He was the personal physician of Pope Innocent VIII. He was then Lector of the Audience of lettere Contraddette. He was an Apostolic Secretary under Pope Alexander VI and Pope Julius II. He then joined the Apostolic Camera, serving as its dean, president, and treasurer in 1513.

On 20 April 1517 he was elected Bishop of Molfetta. He was consecrated as a bishop in the Vatican in camera superiore by Pope Leo X.

Pope Leo X made him a cardinal priest in the consistory of 1 July 1517. He received the red hat and the titular church of San Pancrazio.

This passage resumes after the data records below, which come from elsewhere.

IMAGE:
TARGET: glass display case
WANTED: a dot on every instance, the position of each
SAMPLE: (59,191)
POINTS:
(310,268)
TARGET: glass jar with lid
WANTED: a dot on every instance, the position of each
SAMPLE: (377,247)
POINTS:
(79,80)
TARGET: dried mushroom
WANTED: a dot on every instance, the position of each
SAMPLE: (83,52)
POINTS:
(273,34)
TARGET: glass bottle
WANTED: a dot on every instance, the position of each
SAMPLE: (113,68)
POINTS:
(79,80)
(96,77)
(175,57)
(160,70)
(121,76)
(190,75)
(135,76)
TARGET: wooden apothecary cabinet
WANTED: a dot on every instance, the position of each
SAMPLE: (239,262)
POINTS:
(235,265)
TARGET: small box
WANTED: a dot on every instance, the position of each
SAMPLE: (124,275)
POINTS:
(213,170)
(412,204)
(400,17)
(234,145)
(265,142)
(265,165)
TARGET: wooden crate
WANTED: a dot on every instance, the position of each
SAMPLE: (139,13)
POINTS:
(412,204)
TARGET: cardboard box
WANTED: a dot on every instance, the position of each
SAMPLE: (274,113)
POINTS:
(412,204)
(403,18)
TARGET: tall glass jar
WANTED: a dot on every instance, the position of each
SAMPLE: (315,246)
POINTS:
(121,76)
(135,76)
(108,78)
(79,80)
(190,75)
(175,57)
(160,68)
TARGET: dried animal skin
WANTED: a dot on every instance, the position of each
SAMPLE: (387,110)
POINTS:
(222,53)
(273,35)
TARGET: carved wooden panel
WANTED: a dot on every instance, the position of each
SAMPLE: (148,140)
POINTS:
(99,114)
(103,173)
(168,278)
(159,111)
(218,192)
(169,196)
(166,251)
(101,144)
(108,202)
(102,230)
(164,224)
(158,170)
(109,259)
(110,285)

He resigned the administration of the see of Molfetta to his nephew Giacomo Ponzetta on 12 July 1518. He participated in the papal conclave of 1521-22 that elected Pope Adrian VI. On 22 December 1522 he was transferred to the see of Grosseto, occupying this see until resigning on 25 February 1527. He participated in the papal conclave of 1523 that elected Pope Clement VII. He lost all of his wealth during the Bourbon sack of Rome in 1526.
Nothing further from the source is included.